The synthesized nanoparticles revealed the presence of an orthorhombic shape with three characteristic peaks: Peak A [Ag2(Al4Cl10O2)], Peak B [(AgN3)(Ag(NO3))2] and Peak C [Bis [triamminesilver(I)] bis[diamminesilver(I)] hexafluoridostannate(IV) difluoride Ag4F8H30N10Sn]. Peak A was found to be the most abundant and intense about (65.7%). In addition, the silver nanoparticles size distribution was estimated using Scherrer Formula found to fall in the range of (16.20 nm to 46.06 nm).

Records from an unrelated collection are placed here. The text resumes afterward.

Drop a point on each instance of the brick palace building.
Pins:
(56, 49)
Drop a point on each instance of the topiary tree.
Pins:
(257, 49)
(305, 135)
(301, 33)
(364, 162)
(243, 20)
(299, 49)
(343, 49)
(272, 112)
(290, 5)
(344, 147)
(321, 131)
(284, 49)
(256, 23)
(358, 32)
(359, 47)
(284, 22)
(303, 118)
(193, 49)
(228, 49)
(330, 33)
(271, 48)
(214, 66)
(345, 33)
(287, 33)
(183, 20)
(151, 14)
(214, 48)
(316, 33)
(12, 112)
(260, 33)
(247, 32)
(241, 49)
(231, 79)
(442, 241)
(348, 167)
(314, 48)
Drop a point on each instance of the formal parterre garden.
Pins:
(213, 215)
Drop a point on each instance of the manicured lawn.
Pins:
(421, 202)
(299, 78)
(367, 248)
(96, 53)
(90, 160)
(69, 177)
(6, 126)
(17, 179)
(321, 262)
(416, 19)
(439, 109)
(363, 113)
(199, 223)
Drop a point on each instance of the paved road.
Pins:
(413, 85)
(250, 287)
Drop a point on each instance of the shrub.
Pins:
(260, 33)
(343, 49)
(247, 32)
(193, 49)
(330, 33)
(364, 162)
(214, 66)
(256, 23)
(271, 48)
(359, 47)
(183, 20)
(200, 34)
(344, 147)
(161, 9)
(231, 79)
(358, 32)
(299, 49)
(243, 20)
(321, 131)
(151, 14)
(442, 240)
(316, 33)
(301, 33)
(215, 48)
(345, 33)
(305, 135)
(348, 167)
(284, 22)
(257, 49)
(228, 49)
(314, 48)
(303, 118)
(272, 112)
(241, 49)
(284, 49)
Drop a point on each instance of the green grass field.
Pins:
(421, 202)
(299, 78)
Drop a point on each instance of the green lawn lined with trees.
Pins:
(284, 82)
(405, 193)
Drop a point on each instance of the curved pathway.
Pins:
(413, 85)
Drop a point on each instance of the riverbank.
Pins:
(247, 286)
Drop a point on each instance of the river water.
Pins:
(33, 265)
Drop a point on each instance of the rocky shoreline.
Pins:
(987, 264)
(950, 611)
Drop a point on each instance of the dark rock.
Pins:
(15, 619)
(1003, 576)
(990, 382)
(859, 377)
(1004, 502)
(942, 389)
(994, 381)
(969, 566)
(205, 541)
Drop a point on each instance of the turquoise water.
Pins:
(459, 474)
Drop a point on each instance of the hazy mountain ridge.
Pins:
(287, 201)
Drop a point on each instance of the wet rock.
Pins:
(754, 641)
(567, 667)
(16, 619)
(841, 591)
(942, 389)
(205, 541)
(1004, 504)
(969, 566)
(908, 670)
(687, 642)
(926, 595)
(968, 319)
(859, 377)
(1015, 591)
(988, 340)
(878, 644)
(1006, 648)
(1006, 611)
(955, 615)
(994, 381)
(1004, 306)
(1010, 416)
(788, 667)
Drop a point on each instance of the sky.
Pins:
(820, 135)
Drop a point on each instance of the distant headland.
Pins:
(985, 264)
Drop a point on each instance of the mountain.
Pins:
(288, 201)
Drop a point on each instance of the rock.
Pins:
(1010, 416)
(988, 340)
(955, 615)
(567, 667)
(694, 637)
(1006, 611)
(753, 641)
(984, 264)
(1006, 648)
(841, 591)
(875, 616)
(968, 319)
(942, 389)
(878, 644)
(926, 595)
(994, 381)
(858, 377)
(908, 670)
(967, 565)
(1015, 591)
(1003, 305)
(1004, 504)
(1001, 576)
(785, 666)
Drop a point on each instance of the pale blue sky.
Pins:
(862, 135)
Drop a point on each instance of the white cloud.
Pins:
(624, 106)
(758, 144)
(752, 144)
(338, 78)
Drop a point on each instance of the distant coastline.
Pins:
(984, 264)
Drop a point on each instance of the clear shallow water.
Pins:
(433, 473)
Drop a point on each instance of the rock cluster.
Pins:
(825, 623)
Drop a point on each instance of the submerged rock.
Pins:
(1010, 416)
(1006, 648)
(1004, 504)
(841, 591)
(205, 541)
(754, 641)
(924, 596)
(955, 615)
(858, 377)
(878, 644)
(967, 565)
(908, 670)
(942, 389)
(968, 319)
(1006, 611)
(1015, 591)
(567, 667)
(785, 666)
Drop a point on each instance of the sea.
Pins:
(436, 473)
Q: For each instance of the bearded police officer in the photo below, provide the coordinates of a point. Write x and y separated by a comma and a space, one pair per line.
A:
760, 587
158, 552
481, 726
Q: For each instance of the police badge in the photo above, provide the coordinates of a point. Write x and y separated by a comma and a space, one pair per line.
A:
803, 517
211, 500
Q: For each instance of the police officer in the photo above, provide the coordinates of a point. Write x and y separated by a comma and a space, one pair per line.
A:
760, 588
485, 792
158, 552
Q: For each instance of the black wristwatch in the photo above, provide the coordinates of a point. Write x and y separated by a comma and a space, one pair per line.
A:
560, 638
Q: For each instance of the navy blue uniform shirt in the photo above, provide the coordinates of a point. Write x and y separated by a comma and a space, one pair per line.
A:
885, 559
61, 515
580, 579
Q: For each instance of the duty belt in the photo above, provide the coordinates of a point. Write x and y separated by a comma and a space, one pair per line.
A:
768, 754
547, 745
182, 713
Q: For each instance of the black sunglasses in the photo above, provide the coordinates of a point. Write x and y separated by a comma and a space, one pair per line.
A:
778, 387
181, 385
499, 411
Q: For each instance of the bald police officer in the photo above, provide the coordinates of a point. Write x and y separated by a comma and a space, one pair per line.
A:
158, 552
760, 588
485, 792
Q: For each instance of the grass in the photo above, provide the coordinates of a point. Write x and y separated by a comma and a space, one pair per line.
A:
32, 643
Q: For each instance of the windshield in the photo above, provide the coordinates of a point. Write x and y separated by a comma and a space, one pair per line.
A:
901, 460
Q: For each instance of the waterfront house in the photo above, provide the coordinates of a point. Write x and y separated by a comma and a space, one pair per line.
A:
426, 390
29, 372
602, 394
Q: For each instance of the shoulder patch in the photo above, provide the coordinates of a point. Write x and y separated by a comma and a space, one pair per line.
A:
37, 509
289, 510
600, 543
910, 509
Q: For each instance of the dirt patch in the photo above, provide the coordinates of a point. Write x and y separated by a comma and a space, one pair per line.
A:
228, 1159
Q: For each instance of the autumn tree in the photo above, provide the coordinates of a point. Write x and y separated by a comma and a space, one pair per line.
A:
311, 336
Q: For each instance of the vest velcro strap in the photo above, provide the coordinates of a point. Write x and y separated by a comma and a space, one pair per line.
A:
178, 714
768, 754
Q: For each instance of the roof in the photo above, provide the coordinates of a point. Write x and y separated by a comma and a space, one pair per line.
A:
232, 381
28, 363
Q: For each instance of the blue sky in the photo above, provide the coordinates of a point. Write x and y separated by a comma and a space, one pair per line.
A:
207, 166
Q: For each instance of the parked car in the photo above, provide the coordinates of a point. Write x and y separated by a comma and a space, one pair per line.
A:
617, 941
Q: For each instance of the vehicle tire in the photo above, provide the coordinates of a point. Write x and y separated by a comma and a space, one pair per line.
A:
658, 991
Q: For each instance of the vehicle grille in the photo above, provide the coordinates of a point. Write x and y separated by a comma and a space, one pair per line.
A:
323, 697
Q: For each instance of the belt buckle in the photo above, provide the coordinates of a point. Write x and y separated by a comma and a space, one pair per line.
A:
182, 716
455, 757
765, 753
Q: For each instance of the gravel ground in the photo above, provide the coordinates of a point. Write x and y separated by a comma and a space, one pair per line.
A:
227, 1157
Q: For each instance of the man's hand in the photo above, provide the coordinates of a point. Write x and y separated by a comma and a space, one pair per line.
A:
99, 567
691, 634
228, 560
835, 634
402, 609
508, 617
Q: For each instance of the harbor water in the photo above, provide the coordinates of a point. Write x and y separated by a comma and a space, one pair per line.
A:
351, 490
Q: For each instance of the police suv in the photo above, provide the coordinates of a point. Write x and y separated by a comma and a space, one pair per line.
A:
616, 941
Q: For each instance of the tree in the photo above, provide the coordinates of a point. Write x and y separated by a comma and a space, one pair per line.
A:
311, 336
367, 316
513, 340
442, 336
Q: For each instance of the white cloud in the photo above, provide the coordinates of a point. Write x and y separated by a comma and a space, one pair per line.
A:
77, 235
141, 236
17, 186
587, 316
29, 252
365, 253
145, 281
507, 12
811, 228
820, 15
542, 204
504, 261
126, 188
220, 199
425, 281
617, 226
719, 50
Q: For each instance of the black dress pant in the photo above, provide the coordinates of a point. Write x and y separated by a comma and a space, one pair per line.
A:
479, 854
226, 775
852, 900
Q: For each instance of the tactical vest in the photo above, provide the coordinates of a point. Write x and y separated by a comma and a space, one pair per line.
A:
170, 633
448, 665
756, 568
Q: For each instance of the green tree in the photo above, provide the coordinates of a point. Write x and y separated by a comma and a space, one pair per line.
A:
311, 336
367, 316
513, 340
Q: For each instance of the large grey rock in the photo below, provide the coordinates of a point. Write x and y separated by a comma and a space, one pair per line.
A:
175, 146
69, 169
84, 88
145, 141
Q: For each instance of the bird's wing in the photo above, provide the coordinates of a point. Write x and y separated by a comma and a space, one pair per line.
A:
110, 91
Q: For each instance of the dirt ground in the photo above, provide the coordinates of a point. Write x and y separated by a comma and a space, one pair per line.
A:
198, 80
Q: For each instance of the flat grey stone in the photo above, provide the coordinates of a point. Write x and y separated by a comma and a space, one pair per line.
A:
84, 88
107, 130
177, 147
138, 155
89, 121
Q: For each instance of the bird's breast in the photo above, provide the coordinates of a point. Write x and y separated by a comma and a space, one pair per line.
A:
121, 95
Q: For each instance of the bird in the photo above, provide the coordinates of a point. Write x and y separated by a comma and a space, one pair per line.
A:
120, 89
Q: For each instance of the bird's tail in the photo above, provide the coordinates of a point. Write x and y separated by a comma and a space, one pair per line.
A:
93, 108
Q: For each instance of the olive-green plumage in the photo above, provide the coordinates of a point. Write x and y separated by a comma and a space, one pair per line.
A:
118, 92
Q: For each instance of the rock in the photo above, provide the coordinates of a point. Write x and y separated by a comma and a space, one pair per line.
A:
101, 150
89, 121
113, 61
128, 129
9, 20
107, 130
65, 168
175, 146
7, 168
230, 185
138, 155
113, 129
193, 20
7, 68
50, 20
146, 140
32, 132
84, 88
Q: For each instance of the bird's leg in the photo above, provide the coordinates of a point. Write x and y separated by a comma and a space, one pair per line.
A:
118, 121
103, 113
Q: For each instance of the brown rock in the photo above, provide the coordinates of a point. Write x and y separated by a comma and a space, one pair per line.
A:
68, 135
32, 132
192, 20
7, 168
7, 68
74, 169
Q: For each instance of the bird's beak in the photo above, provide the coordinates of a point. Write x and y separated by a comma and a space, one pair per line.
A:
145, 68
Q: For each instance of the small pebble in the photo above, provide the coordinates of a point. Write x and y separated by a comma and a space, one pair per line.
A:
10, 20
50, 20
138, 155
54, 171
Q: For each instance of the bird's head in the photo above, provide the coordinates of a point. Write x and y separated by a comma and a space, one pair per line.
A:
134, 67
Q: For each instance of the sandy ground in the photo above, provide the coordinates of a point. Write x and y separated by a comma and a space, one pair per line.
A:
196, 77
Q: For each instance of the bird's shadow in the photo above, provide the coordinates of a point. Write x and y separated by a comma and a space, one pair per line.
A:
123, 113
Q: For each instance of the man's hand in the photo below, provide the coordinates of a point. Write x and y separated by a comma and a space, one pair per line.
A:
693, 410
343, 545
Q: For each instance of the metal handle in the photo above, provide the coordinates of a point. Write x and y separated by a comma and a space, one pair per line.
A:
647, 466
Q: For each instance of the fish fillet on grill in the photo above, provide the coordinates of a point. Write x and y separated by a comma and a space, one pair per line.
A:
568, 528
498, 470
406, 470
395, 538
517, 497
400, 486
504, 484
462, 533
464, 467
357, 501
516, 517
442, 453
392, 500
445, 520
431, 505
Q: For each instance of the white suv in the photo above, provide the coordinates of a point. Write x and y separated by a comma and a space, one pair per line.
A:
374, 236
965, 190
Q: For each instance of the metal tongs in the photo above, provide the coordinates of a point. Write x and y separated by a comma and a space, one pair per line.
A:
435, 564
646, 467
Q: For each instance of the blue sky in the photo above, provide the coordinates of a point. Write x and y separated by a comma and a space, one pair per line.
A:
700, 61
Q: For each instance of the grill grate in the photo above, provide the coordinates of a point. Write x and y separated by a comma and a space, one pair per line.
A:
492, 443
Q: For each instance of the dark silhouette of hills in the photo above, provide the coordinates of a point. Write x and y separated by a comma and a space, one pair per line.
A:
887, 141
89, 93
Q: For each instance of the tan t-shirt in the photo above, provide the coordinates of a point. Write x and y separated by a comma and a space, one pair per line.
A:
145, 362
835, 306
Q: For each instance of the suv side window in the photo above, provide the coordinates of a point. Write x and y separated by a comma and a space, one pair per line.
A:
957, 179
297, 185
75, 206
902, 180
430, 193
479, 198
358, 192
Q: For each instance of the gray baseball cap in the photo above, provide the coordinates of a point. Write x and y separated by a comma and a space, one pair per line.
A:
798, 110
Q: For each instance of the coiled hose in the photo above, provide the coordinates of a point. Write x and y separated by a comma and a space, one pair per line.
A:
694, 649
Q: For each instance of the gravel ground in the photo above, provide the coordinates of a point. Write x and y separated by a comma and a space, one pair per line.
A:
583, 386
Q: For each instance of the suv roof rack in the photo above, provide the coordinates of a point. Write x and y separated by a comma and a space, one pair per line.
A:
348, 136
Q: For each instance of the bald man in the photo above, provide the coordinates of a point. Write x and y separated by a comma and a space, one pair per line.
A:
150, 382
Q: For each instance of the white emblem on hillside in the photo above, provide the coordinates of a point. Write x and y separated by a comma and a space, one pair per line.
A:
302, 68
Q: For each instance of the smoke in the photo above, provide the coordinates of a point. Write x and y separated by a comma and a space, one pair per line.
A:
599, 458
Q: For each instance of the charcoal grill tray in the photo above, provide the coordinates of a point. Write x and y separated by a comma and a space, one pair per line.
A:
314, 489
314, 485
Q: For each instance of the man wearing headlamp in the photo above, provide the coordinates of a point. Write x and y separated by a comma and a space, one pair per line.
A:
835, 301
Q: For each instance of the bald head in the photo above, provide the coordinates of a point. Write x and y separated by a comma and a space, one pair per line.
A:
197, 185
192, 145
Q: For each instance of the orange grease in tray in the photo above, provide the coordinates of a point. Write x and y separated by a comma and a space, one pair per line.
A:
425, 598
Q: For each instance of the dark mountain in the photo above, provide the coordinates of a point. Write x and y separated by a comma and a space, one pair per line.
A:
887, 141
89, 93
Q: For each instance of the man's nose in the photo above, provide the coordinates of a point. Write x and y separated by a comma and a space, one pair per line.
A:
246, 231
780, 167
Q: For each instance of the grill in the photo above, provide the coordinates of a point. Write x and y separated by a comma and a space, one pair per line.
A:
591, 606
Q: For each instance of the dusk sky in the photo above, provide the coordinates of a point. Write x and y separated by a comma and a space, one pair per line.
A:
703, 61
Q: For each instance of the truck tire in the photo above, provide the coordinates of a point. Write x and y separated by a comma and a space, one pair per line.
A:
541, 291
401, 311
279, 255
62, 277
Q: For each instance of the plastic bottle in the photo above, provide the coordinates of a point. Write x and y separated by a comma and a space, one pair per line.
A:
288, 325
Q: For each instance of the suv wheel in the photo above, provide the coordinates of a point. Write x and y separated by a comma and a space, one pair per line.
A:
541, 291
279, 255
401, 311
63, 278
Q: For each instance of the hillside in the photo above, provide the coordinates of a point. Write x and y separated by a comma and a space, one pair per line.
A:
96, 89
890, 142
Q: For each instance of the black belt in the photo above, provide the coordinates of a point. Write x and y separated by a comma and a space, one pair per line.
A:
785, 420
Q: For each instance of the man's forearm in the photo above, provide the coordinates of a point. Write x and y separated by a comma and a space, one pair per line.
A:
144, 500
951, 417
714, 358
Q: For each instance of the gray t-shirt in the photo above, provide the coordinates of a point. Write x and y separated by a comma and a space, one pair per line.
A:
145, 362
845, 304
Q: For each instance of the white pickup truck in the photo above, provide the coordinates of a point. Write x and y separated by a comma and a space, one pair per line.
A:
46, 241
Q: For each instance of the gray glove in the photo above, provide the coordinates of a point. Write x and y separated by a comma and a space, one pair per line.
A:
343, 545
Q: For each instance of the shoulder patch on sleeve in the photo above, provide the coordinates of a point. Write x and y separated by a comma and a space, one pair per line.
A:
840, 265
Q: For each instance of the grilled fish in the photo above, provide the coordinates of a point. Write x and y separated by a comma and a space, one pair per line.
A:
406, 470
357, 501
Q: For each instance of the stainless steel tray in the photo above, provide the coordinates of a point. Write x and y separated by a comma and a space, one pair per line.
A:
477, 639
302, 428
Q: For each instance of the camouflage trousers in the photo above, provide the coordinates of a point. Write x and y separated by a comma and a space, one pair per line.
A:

3.3. Antimicrobial Activity
The antimicrobial activity was tested against two bacterial strains; Gram positive Staphlococcus aureus and Gram negative Escherichia coli. The synthesized AgNPs showed activity against S.aureus with inhibition zone of 13 mm obtained from the highest concentration (20 mg/ml) while the activity of AgNPs were found to be 6 mm against E. coli. Ciprofloxacin was used in this study as a positive control antibiotic; it obtained higher activity against S.aureus compared to E. coli (32 mm and 18 mm) respectively, which is mentioned in Table 1. Thus, the silver nanoparticles of N. sativa seeds significantly inhibits the pathogens, however, further investigation is required for understanding the mechanism of action [18].
4. Conclusion
In conclusion, the bioreduction of silver ions using seeds of Nigella sativa as reducing agent has been illustrated. From the present study, it is clear that the silver nanoparticles synthesized through the green method using seeds of N. sativa can inhibit the organisms causing urinary tract infection providing a significant inhibition zone. Thus, the silver nanoparticles from seeds of N. sativa may be used in the management of bacterial urinary tract infections.